Surprises at the opening of the US market combined with a weakening dollar produce confusing conditions for holders.

Bitcoin (BTC) fell at the open on Wall Street on April 29 as US markets opened to volatility, including an 11% drop in Amazon shares.

Data from Cointelegraph Markets Pro and TradingView confirmed that the BTC/USD pair dipped to $38,622 on Friday from Bitstamp.

Despite a decline in the relentless US dollar bull run, Bitcoin showed few signs of strength as it held firmly below $40,000.

Everything Changes at the Fed

Macro factors held up against the largest cryptocurrency along with risk assets in general, commentators noted, as the Federal Reserve reduced its balance sheet.

On Twitter, Holger Zschaepitz, market maniac and author of ‘Schulden ohne Sühne?’ a book on states’ addictiveness to debt, posted that, “the start of #Fed deleveraging? Fed balance sheet has shrunk for the 2nd consecutive week. Total assets now at $8,939bn, equal to 36.6% of US’ GDP vs ECB’s 82% or BoJ’s 137%”.

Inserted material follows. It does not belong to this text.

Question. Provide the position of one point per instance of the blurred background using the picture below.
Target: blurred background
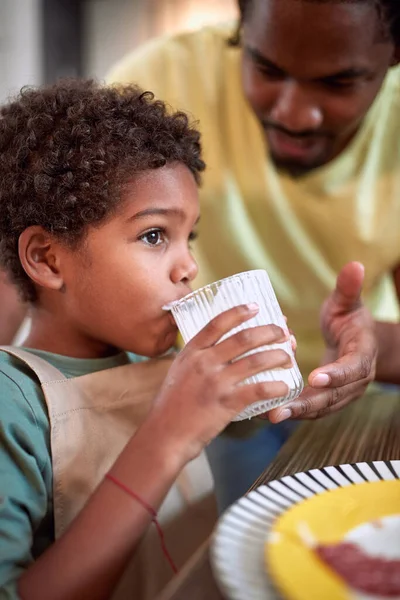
(43, 40)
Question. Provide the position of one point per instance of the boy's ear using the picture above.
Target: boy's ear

For Amazon, meanwhile, the pain was immediately apparent, as missing earnings targets resulted in AMZN’s biggest intraday loss in eight years.

The S&P 500 was down 1% at the time of writing, while the Nasdaq 100 was down 0.9%.

Focusing on Bitcoin, popular trader and analyst Rekt Capital argued that the RSI might need to form a higher low and bounce to provide the market with the momentum for a short-term breakout. On Twitter, he posted that, “BTC ultimately rejects at this resistance. Now pulling back. Could BTC find a base and then rebound once the RSI Higher Low has been revisited?”

Whales Buy Again at the Bear Market Floor

Meanwhile, in its latest chart update on whale behavior, data from on-chain analytics platform Whalemap showed that buying behavior echoes the bottom of the late-2018 bear market.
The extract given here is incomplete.